After receiving a grant from UC's Communication in the Urban Environment initiative, she and her team of graduate students researched how to improve on the NaloxBox -- now AntiOD -- from design and awareness to training and efficacy.

"One of the methodologies that we have in research through design is that we can deploy something, learn from it, then redesign it," Rebola says.

From a visual standpoint, AntiOD is a much more design-driven project with eye-catching graphics and messaging, accessible packaging and smart functional product design. And in order to make it a more user-centered product, the team worked with focus groups to better understand how people react in stressful emergency situations. They learned that some in the group -- particularly international students -- weren't even aware of how bad the crisis is, particularly in Hamilton County. Creating an educational campaign around AntiOD, informing the public on signs of overdose, where to access naloxone and how to administer it, soon became just as crucial as redesigning the dispenser.

"We are trying to make AntiOD a three-step process where we are designing access, giving knowledge and creating the empowerment of how to go about it," says Swati Chopra, second-year master of design degree student and graphic designer, who works alongside team members Norberto Sanchez and Sebastian Ramirez.

AntiOD and its campaign are set to debut this spring.
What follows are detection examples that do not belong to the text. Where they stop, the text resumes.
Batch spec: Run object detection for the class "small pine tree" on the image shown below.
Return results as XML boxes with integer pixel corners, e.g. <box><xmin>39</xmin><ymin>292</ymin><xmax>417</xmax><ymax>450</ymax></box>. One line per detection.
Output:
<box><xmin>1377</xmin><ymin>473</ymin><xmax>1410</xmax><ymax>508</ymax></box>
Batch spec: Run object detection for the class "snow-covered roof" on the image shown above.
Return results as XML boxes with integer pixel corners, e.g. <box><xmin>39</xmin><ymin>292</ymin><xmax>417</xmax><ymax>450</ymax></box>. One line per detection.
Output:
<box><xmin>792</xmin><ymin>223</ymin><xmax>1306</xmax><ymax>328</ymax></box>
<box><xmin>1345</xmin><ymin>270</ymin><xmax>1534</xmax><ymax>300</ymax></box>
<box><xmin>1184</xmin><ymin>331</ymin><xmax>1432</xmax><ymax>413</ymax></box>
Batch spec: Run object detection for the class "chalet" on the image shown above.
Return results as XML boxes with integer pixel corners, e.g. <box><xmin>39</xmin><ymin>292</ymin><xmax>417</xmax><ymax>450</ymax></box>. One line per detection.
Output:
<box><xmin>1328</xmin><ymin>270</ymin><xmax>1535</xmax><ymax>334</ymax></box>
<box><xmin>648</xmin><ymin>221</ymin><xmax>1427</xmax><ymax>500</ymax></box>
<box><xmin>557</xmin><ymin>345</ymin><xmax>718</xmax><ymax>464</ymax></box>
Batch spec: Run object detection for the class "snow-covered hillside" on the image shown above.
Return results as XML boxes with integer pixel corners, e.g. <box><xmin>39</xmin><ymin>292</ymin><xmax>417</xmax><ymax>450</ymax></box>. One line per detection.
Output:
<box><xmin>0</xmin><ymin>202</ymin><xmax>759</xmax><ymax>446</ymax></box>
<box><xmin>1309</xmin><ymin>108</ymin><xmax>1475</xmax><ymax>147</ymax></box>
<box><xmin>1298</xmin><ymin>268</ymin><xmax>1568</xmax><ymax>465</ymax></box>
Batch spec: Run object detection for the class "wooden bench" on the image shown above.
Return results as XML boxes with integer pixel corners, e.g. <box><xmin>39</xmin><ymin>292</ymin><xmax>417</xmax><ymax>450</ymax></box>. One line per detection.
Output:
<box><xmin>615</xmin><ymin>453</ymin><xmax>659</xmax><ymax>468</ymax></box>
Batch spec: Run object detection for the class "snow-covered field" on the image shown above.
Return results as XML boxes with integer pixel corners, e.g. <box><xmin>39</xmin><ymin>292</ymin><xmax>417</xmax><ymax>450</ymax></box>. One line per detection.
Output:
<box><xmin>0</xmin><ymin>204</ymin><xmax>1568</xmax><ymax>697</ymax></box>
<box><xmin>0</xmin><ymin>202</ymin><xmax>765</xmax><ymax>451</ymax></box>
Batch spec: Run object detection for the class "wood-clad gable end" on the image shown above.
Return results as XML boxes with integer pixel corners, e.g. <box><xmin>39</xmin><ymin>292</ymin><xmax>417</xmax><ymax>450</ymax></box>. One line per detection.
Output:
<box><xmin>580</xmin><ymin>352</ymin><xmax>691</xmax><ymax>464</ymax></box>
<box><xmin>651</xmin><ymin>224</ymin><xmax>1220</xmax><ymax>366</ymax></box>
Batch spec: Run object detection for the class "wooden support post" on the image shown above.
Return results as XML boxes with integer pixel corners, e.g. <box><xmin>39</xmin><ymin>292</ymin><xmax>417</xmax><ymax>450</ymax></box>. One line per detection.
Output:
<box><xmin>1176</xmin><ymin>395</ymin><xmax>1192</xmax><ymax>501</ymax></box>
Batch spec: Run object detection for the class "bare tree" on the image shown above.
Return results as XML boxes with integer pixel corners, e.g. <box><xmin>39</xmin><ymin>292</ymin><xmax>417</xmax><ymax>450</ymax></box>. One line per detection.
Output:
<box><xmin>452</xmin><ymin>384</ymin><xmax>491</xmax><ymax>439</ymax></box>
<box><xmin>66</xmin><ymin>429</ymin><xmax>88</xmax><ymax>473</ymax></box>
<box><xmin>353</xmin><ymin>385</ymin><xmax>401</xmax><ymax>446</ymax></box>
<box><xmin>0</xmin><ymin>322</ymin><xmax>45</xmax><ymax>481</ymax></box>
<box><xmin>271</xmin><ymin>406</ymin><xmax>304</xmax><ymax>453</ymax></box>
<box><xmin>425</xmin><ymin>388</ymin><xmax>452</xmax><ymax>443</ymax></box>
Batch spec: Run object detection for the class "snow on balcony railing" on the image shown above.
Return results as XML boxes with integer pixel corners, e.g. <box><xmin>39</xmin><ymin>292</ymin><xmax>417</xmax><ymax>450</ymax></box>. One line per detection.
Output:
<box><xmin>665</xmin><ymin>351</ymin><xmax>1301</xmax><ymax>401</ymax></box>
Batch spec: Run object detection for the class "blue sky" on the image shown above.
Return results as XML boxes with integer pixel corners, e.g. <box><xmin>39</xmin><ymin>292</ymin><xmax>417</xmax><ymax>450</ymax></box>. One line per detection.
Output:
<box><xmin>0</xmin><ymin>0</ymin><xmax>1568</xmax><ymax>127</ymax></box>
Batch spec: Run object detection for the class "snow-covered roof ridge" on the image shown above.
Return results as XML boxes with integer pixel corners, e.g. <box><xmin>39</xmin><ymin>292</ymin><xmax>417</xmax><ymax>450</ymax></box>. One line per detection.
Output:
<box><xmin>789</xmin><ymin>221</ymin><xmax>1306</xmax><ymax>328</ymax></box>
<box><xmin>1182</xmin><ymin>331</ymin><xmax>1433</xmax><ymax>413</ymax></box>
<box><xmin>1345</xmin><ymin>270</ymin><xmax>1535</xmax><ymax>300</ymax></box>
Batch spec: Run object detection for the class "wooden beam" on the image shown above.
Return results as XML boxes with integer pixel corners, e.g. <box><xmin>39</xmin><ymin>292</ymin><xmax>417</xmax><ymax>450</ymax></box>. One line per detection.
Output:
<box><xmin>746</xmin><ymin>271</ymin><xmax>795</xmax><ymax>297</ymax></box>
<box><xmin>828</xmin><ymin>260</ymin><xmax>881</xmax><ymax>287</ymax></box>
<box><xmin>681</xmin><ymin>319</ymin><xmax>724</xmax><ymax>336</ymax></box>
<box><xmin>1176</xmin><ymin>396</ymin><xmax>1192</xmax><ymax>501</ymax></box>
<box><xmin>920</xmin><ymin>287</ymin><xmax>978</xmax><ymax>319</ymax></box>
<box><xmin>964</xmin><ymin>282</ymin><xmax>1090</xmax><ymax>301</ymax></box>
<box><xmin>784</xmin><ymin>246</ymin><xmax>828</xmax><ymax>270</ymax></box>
Rebola is working with Downtown Cincinnati Inc. (DCI), a nonprofit dedicated to building a dynamic city center, to locate strategically the dispensing units in areas of high risk, like the public libraries and convenience stores. DCI trains ambassadors stationed around downtown to help make the city safe, clean and accessible to residents and visitors -- they may soon carry AntiOD on patrols. Rebola is also working with Cincinnati Bell to make AntiOD training and messaging available via text and has entered the design in Fast Company's 2019 World Changing Ideas competition. Rebola likens AntiOD to fire extinguishers and defibrillators -- emergency response tools that are made readily accessible to the public.

"Many projects that we do through our program, they may end in the classroom or as a research paper," she says. "With AntiOD, we're not just designing something, we're designing it for a good cause -- something that is going to be implemented, something we can see, measure and have an impact on our city."